Diagnosis of Confession: I think that my aptitude to being irritated or dizzied by some elements of cultural Christmas is the result of the same condition: frankly, I just don’t know how to celebrate very well.
There are probably many of your readers who can’t relate to me at all. But I’m sure there are some of you out there who can. Perhaps you see your life and schedule through lenses tinted by workaholism. Perhaps celebration brings a sense of guilt, because it seems inefficient and wasteful. Perhaps the exercise of celebrating brings about a sense of isolation or loneliness, because we can’t identify with the merry-makers around us, and to fake it would feel cheap and dishonest.
But the greatest issue at hand: we either do not yet know what it is we are to celebrate, or we do not value the object of celebration as highly as we should.
What does a Biblical theology of celebration look like? It seems clear that God provides commemoration and celebration to help teach us to devote our attention to him. We see that God actually commands Israel to observe the Feast of Unleavened Bread to remind them of the LORD’s deliverance from Egypt (Exo 12:17). The Feast of Weeks didn’t just create a break to the pattern of daily life- they demand the choicest sacrifices of the field to be sacrificed, that Israel may remember their provision, and importantly, who provided it.

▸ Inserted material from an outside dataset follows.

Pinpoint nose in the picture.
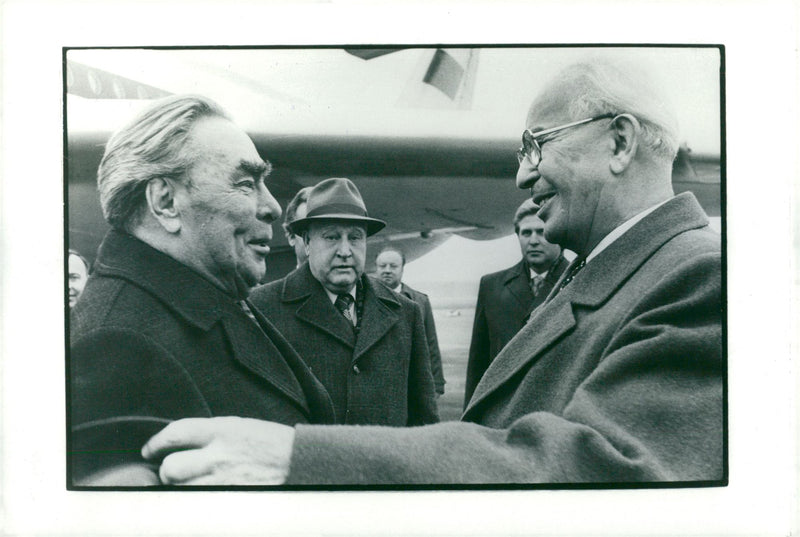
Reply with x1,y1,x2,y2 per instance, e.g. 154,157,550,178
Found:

The Feast of Booths was a time of celebration around the 40 years of wilderness wanderings, not that 40 years in the wilderness was such a fun thing to remember, but that survival and the land inherited afterwards was so clearly provided by the Hand of God.
Remembering who is being celebrated is of paramount importance. When the covenant making God of lovingkindness became replaced with idols and false God’s, the LORD did not take too kindly to such substitutions, as the Assyrian and Babylonian exiles remind. The absence of God from the center of celebration is critical too. Route ritual in itself has no value in God’s eyes. Hence Jesus’ repudiation of the presumptuous piety of the Pharisees.
Finally, lest anyone think that feasting and celebration is dead and blasé, let us not forget the there is an unimaginably spectacular celebration we have to look forward too. This wedding feast, like we would expect, has Christ at the center (Matt 22). When it comes to celebrating, there is nothing more important than “keeping the main thing, the main thing.”
From the pulpit and Bible studies, we speak a great deal about ensuring that Jesus and the Gospel does in fact become the center of our lives. The center of our work. The Center of our Family. The center of our life mission and our personal ambitions. The center of wealth. The center of our service. And Jesus has every claim to be the center of our celebration.
Treatment: If celebration happens in community, and celebration is founded on the element that we have relationship with our redeemer, lover, and LORD, perhaps a healthy way to kick the Christmas Grinch in each of us is to consider the importance of community. As we saw in the Pariah of the Who’ish community, connectivity to a community that “gets it” is not only a way to learn how to celebrate, but also provides the fellowship to foster right celebration.
For all other other poor-celebrators out there, may this advent be spent seeking out those who do know how to rejoice and remember our LORD through recreation and rest. May we also not forget the immanence that the incarnation so intimately invites. And may your heart grow three sizes with mine as the Church becomes our coach in celebrating.
 See the 2nd to last couplet of the TV version of the story “Christmas Day will always be, just as long as we have we.”